Trump’s executive order represents a “first step” in advancing the platform of reducing the burdens the Dodd-Frank legislation. And though it is unclear how much will be unwound, since it is up to Congress to rewrite the law, the change in the way the United States will interact with global regulatory organizations is already clear, said Landy, whose areas of focus include the requirements for bank capital under Basel III rules, and foreign bank operation in the United States.
The language in Trump’s executive order says American interests and the competitiveness of its companies must be central to any international financial regulatory negotiations.
The international Basel Committee was responsible for increasing the amount of capital banks have to hold as a cushion to help prevent them from failing, with an even higher requirements for the largest global banks deemed “systemically important” or too-big-to-fail — many of them in the U.S. — and to mitigate the damage to the financial system and the economy if they do.
Bank officials have long chafed at these aspects of the post-crisis regulatory overhaul that raised costs and constrained business. Complying with the raft of new rules added substantial costs for banks, including Canadian financial institutions, and required them to withdraw from some activities perceived to be risky. Additional expenses stemmed from reporting requirements to justify the remaining activities to regulators wherever the banks do business.
The former Canadian bank director who spoke with the Financial Post, and who sat the board of a major bank during and in the aftermath of the crisis, said loosening the regulations could benefit domestic banks that have substantial operations in the U.S., such as Toronto-Dominion Bank and Royal Bank of Canada. If capital were freed up, it would be on the table to potentially fund higher dividend payouts, share buybacks, or acquisitions.

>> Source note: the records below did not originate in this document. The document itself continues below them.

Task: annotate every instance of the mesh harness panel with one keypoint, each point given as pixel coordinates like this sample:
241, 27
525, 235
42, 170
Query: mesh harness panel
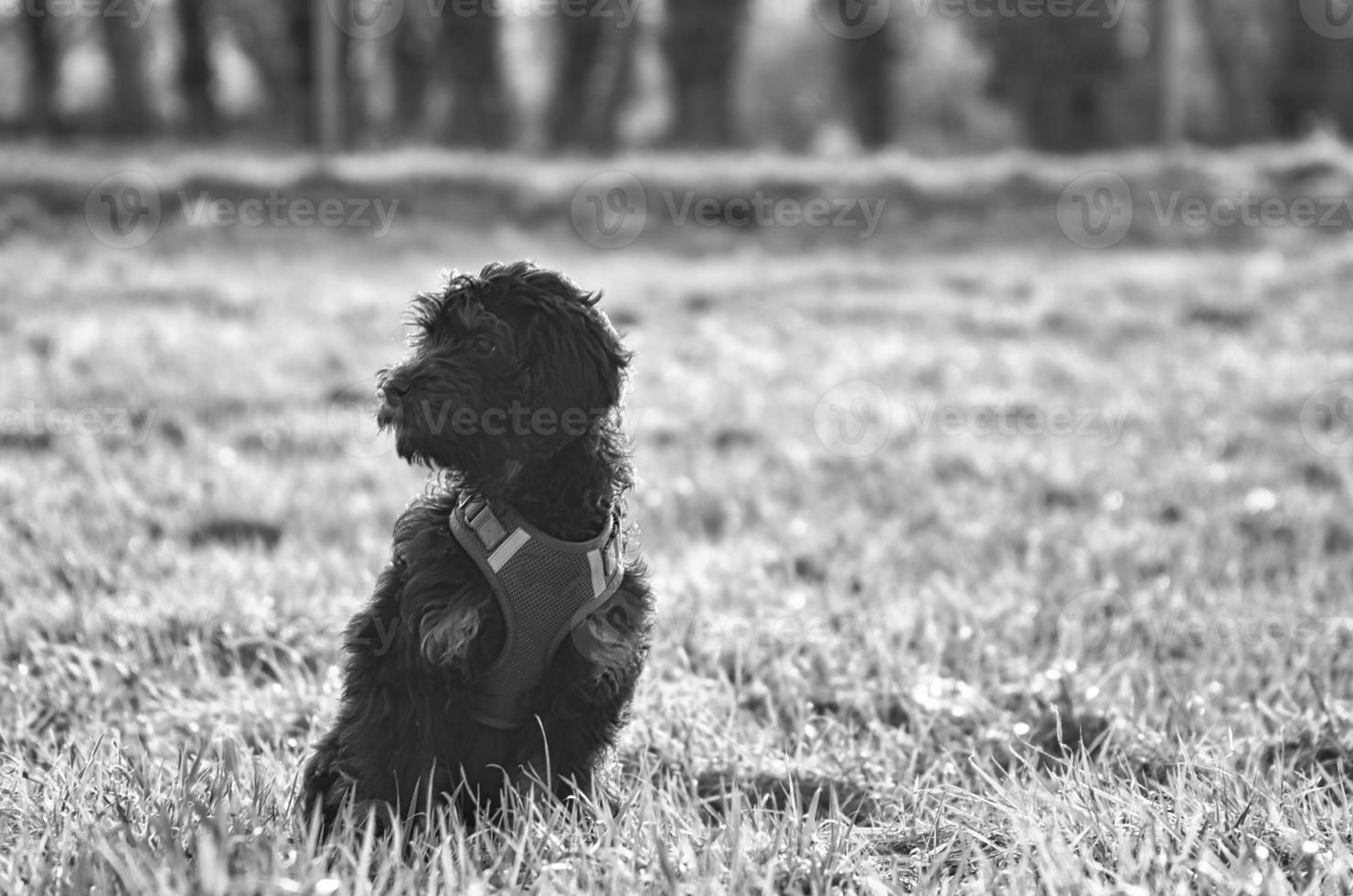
546, 588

But John Aiken, an analyst at Barclays Capital in Toronto, said Canadian banks have already put a lot of money and effort into complying with the current set of rules and regulations, and will be in no rush to change strategy until it is clear when, and how, regulations will be changed under Trump.
However, if they wait too long, they risk losing business to competitors.
“If I were a Canadian bank CEO with U.S. operations, I would be pissed,” Aiken said, adding that while the operations are likely to benefit from reduced compliance costs, bank executives and boards are being put in a position where they may have to do a “180 on the fly.”
We could see both a weakening of global financial stability and fragmentation of the financial system
It is noteworthy that Trump’s growing team of advisers includes several former senior Wall Street executives, notably a number of ex-bankers from Goldman Sachs such as chief strategist Steve Bannon and incoming Treasury Secretary Steven Mnuchin.
But those who track the internecine world of bank regulation say the cracks were beginning to appear in the global model of regulation even before Trump signed the executive order – an example, perhaps, of the current climate of breakups most apparent in Britain’s pending departure from the European Union.
Sources familiar with the work of the Basel Committee on Banking Supervision and the Financial Stability Board say U.S. regulators were already beginning to chart a separate path on bank capital and liquidity. This was due in part to European banking authorities balking at proposed targets.
As evidence, they point to a delay in the Basel Committee’s solution to a wide variation in how banks calculate risk-weighted assets, which determines how much capital must be held against them. The standards, which would reportedly boost capital requirements for European banks, were to be delivered in December. But, after an early glimpse was reportedly given to key players, the European Union signalled that it would not follow the committee’s latest recommendations because higher capital requirements would hurt Europe’s economy.